ゲーム感覚でコスト交換比を計算し、敵を出し抜く快感に酔いしれていた彼女の心に、初めて『戦争の真の重み(血の匂い)』が、鋭い刃となって突き刺さったのだ。
「……見ろ、蘭。これが戦争だ。俺たちの『最適解』は、誰かの命をチップにして成り立ってんだ」
坂上は、蘭の肩を抱き寄せ、その頭を荒々しく撫でた。
「お前は悪くねえ。……悪いのは、この理不尽な喧嘩を吹っかけてきた連中と……それを力で押し返せねえ、俺たち大人の不甲斐なさだ」
『——坂上のおっさん』
CICのスピーカーから、上空をパトロールしている平上雪之丞の、ひどく掠れた声が響いた。
彼もまた、上空から、日本の大動脈が炎に包まれていくのを、血の涙を流しながら見下ろしていた。

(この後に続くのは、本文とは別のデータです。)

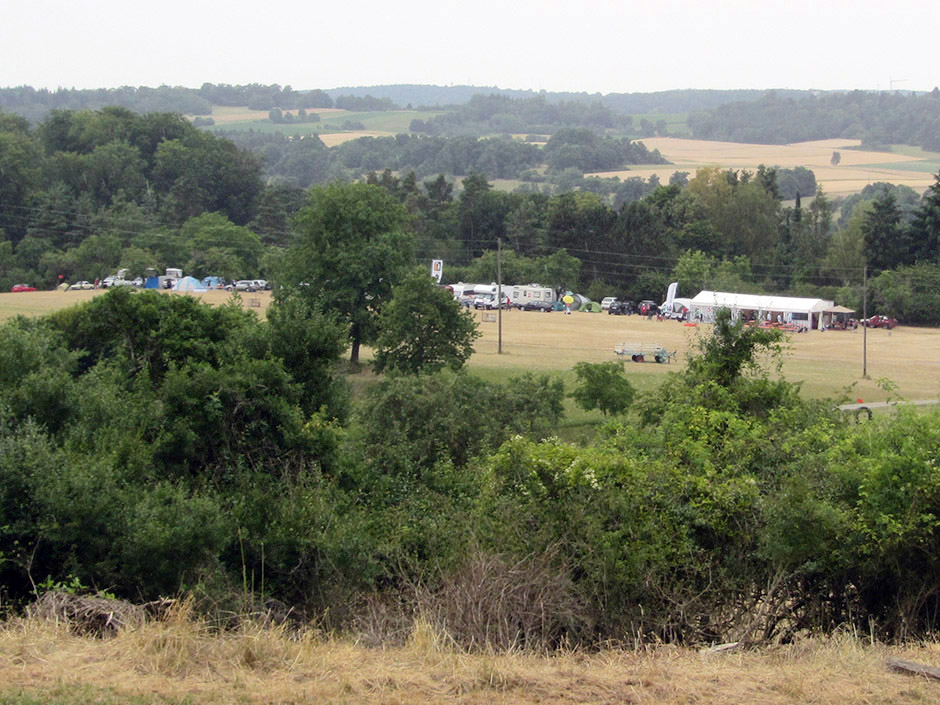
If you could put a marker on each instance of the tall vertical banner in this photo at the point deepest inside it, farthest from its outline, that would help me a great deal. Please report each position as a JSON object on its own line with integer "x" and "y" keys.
{"x": 671, "y": 293}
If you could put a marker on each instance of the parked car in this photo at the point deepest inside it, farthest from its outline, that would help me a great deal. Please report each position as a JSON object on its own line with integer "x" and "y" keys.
{"x": 620, "y": 308}
{"x": 489, "y": 303}
{"x": 880, "y": 321}
{"x": 546, "y": 306}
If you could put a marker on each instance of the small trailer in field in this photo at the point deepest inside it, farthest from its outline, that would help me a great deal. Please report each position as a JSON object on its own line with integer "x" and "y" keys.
{"x": 644, "y": 352}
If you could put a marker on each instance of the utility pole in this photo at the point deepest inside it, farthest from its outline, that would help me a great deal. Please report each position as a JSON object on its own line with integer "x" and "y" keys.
{"x": 499, "y": 295}
{"x": 864, "y": 323}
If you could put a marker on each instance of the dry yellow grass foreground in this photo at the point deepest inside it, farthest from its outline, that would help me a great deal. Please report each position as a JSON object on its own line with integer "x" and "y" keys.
{"x": 180, "y": 660}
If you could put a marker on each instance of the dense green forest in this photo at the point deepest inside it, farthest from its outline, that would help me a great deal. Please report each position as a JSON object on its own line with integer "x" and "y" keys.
{"x": 152, "y": 445}
{"x": 86, "y": 192}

『……俺たちのチート戦術は、もう賞味期限切れみたいだな。……あの中国の司令官(沈提督)、完全に俺たちの「心臓」を的確に削りに来てる』
「ああ。ゲリラ戦(小細工)の時間は終わりだ」
坂上は、涙を拭って立ち上がった蘭を背にかばうようにして、メインスクリーンに映る中国の空母打撃群の威容を睨みつけた。
「てめえらも、これ以上仲間が死ぬのを見るのは御免だろう? ……なら、覚悟を決めろ。残ったタマと、この船の命を全部賭けて……太平洋のド真ん中で、沈の野郎と正面から殴り合うぞ」
チート(小細工)が通じなくなった時、最後に残るのは、己の血と肉と鉄の塊による、絶対的な物理の激突。
成層圏の風船と燃える高速道路の戦いを経て、第三次世界大戦は、ついに避けられない『艦隊決戦』へと、その舵を大きく切った。